Findings reveal that languages and cultures offer both affordances and potential challenges for immigrant students to construct their learner identities, but arts-based and multimodal methods offer innovative and humanizing ways to listen for and honour children’s communicative repertoires, without dependence on their emerging skills in the dominant language. Additionally, their multilingual creations act as countertexts so that these racialized and marginalized students become experts, sharing their complex lifeworlds, challenging deficit mainstream narratives, and navigating hierarchical and raciolinguicized power dynamics. Instead of being defined by their trauma or “underachievement” viewed through the deficit lens of a colonial monolingual systems of curriculum and assessment, their creations showcase children’s brilliance and joy (Muhammad, 2022).

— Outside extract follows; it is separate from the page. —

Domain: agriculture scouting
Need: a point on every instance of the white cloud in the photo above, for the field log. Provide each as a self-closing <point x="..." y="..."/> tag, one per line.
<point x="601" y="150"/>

When educators unforget the colonized past and commit to just futures, a focus on children’s present interests, experiences, knowledges, and ways of being sensitizes that “the classroom remains the most radical space of possibility” (hooks, 1994). Instead of controlling, managing, and teaching to the labels often placed on minoritized students, humanizing practices support educators to learn from minoritized children as they participate in their future making.